According to a recent Bloomberg report, privately held Uber is seeking an additional $1 billion in funding at a $10 billion valuation. Only two other pre-IPO enterprises merit that sort of price tag at the moment: Airbnb and Dropbox. In the following video, Fool contributor Tim Beyers explains why Uber may still be worth the price.
Tim says all signs point to Uber dismantling the existing car service infrastructure. For example, the company's smartphone-based platform eliminates the need for dispatchers and passenger haggling, inserting precision into a system historically plagued by ambiguity. That's made some uncomfortable: A 10,000-cab protest is scheduled to take place in London next month.
Uber has also endured regulatory hurdles and bad press for its "surge pricing" model, yet, in spite of this, has grown to offer service in 115 cities worldwide. Why is Uber succeeding? Drivers seem to like it, including the two Uber X drivers Tim hired during a trip to New York City earlier the year. A growing list of imitators (i.e., Lyft, Sidecar) further suggests Uber has the makings of a classic Rule Breaker.
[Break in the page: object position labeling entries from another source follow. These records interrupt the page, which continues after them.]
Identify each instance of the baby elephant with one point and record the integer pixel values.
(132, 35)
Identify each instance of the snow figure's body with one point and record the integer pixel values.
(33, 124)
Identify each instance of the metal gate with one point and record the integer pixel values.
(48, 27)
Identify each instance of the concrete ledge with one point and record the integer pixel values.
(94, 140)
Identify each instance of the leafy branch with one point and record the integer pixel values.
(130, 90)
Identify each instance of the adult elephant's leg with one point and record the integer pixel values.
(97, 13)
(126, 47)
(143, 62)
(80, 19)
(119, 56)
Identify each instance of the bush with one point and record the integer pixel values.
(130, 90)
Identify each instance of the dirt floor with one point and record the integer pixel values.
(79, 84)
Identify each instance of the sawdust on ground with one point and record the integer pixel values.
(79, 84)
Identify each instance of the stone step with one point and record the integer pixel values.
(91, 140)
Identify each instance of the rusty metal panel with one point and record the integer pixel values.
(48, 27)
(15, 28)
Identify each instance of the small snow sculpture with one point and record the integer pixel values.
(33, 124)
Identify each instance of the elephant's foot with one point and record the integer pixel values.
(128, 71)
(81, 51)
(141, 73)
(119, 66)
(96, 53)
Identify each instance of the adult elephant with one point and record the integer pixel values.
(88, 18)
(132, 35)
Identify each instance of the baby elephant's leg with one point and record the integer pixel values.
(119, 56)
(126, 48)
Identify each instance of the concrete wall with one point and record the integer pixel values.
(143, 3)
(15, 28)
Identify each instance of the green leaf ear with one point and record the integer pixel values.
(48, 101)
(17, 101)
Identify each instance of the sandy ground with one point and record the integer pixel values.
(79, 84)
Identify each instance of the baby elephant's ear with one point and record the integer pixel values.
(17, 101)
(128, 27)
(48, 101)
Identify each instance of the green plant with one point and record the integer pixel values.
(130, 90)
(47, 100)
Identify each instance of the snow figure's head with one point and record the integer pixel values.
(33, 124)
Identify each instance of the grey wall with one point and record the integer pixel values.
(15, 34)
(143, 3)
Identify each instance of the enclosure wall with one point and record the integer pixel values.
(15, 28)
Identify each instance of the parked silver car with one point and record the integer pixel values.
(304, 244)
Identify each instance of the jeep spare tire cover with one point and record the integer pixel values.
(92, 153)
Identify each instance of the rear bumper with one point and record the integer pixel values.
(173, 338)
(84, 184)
Or at least that seems to be the verdict of early-stage investors. Google (NASDAQ: GOOGL ) (NASDAQ: GOOG ) invested $258 million in Uber last year via its Google Ventures subsidiary. A new billion-dollar funding round could see one or more investors matching Google's commitment, Tim says.
Now it's your turn to weigh in. Do you believe Uber merits a $10 billion pre-IPO valuation? Why or why not? Please watch the video to get the full story and then leave a comment to let us know your take on Uber, including whether you'd buy stock at IPO.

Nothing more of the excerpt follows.